Chapter 7

SEVEN

Gigi

The flames tower high above the building – far higher than I ever imagined them to.

Well, shit.

The scent scratches my nose, making it ache so profoundly I’m forced to stuff my face in the crook of my elbow to conceal the burn.

Common sense tells me to step back, but the satisfaction of being so close to the blaze is worth any momentary discomfort.

That and my pettiness at watching the chaos unfold as people scream there’s an intruder in their midst.

Petrol stills soaks my clothes, and the tightness with which I held the bricks to break the security cameras lingers as blisters on my palms. Blinding them of footage is only a short-term reward until Whizz Tech Dan has some backup camera restored, but the satisfaction was never intended to last long.

So I fully expect the short, clipped tone as I answer my ringing phone.

“Someone’s having a temper tantrum,” Richard says, his voice eerily calm despite the rage I know is coursing through him.

I beg to fucking differ.

It’s an effort to rein in my anger, but I divert my attention to stuffing equipment into my backpack. “I’d say my emotions are pretty intact given the circumstances.”

Richard was right when he said I’d hate Harry for the secrets he kept from me.
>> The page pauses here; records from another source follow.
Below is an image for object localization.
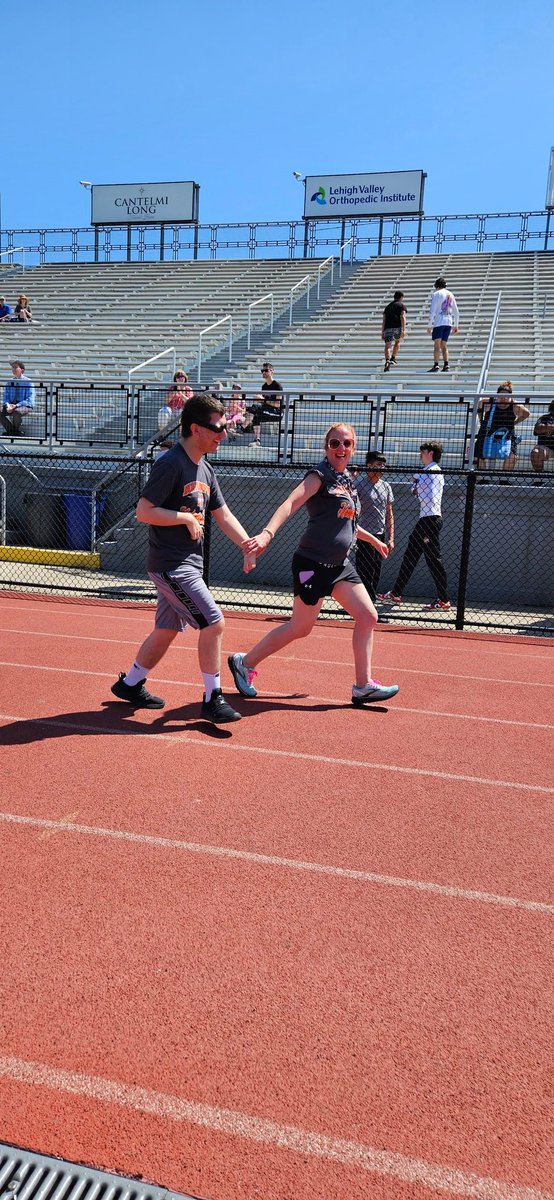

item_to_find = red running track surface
[0,596,554,1200]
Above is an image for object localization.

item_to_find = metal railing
[0,246,25,275]
[246,292,273,350]
[0,475,6,546]
[2,209,554,265]
[128,346,176,383]
[289,275,312,326]
[197,313,233,383]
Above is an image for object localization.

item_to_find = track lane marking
[0,661,554,731]
[0,1056,554,1200]
[0,811,554,917]
[0,598,548,660]
[2,628,554,688]
[0,713,554,796]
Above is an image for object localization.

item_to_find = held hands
[182,512,203,541]
[242,551,255,575]
[242,529,272,558]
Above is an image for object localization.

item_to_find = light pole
[293,170,309,258]
[79,179,98,263]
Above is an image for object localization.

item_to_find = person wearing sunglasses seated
[228,424,398,708]
[112,394,255,725]
[248,362,283,446]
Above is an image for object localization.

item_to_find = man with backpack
[427,276,459,374]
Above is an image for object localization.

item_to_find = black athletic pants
[391,517,448,600]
There’s no news more heartbreaking than knowing this sick, twisted human is not only a relation, but my fucking father. My father.

My own flesh and blood.

The raging-hot fire I felt when the truth was unveiled was so all-consuming I directed my anger in every direction. At Harry. At Richard. At my mother. At William – the stranger who’s been living in my house.
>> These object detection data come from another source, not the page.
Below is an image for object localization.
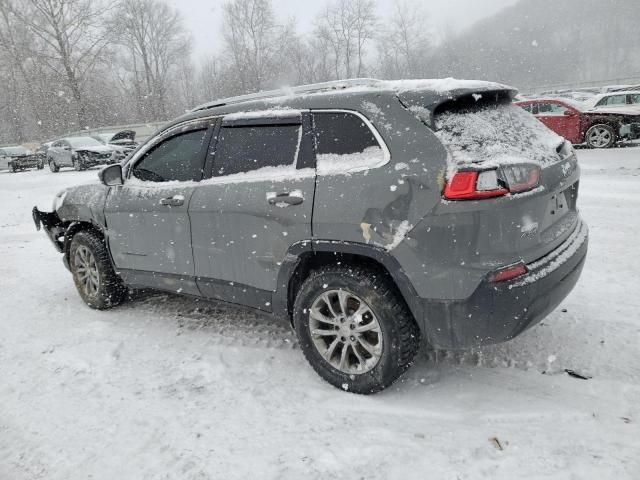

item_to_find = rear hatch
[408,90,579,263]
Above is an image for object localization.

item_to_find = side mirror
[98,163,124,187]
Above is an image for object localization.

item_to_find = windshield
[435,103,563,169]
[95,133,113,144]
[66,137,103,148]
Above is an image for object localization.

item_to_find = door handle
[267,190,304,207]
[160,195,184,207]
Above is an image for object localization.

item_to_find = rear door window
[213,124,302,177]
[313,112,388,175]
[538,102,567,115]
[598,95,627,107]
[132,129,207,182]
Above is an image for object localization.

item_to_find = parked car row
[0,130,138,173]
[0,145,44,172]
[517,92,640,148]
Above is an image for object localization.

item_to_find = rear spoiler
[397,82,518,128]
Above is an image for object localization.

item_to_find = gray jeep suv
[33,79,588,393]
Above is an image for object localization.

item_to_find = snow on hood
[585,105,640,115]
[75,145,113,153]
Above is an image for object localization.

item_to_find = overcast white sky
[169,0,516,57]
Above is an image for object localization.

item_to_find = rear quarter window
[313,112,388,175]
[213,125,302,177]
[435,102,564,170]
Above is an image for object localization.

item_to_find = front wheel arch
[63,221,116,270]
[584,122,618,148]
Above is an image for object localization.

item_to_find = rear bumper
[620,123,640,140]
[11,157,40,168]
[82,155,119,167]
[423,221,588,349]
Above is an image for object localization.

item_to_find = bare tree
[224,0,289,92]
[6,0,108,126]
[378,0,431,78]
[114,0,190,120]
[315,0,377,79]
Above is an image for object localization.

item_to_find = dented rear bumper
[423,221,589,350]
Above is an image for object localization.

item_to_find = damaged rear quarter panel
[313,95,447,251]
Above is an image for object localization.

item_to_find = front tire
[49,158,60,173]
[585,124,617,148]
[72,155,86,172]
[69,230,126,310]
[293,267,420,394]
Richard had his reasons, as well as Mum for that matter, which I’ll soon discover. I just need to find her whereabouts. In the meantime, she’s hiding. Probably fled to Paris or something equally as pretentious.

And as for Harry …

My heart stammers, slamming against my ribcage at the thought of him. Harry comes with lies, secrets, but somewhere through the chaos, impossible truths.

It’s taken me close to a week of sidestepping security cameras to unleash my anger on the Circle.
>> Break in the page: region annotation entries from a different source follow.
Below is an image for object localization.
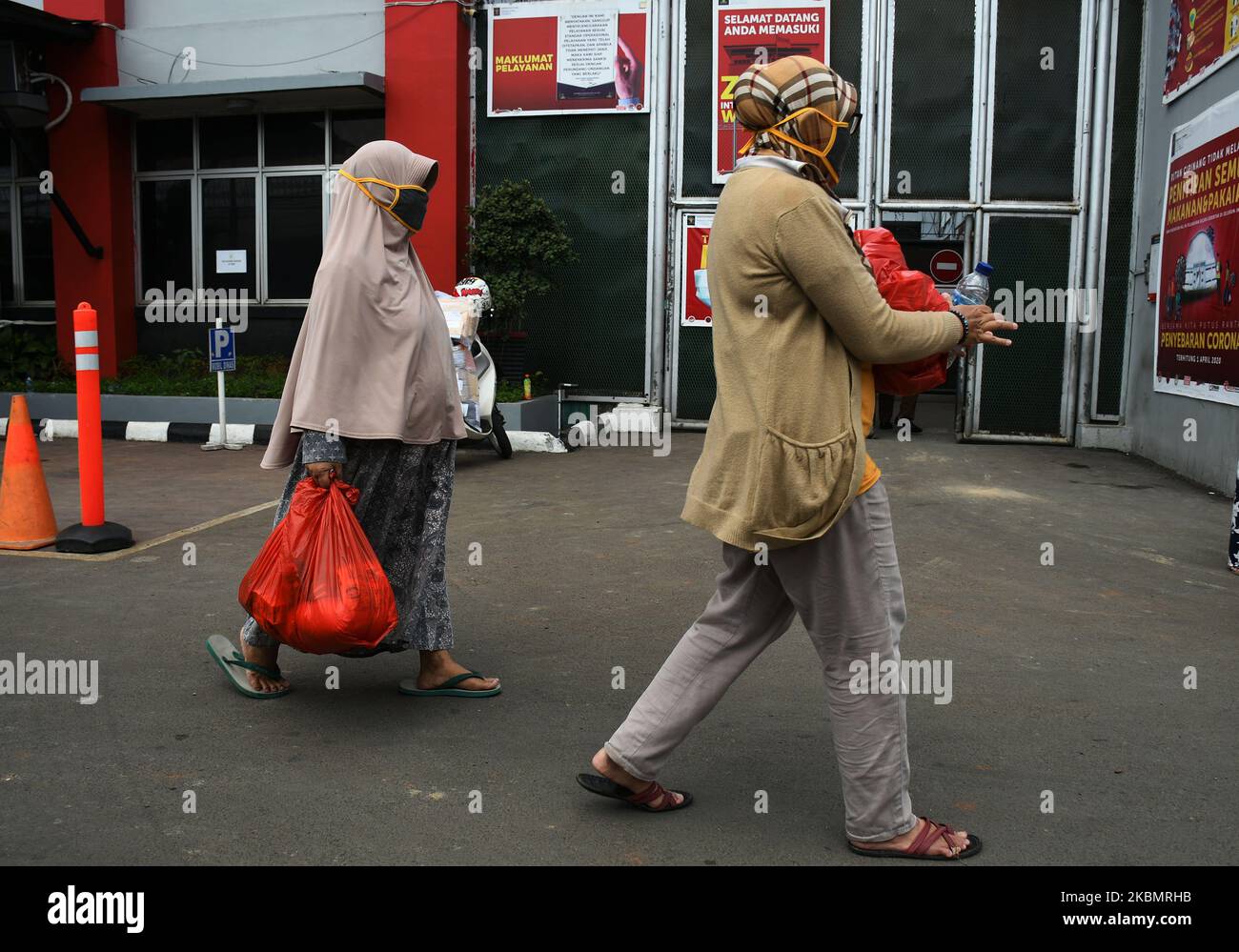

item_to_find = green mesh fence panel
[477,9,652,395]
[979,217,1072,436]
[990,0,1085,202]
[887,0,976,201]
[1095,3,1144,416]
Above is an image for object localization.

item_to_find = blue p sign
[207,327,236,372]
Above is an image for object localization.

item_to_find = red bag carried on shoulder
[236,476,397,655]
[856,228,950,396]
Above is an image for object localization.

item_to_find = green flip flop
[397,671,503,698]
[207,635,293,700]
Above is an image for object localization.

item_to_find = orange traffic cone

I have a plan to undertake, with Mum as a top priority.

Harry is on the list somewhere, with a question mark scribbled by his name, since my body can’t decide whether I want to be drowned in his touch or to slap him square across the face. Perhaps both. Probably both.

Richard needs to die, yet the repercussions teeter on too hefty. Perhaps I’d welcome death as my punishment if it weren’t for the trafficking. I will not allow myself to foolishly kill him when there are far greater issues at hand. But the odd humiliation, arson, won’t hurt in the meantime.

“For fuck’s sake, Gigi, pull yourself together and get back here.”

“Careful – your temper is showing.”

Shrugging off the jacket covered with embers and dust, I stuff it into the backpack for disposal later, propping my phone between my jaw and my shoulder.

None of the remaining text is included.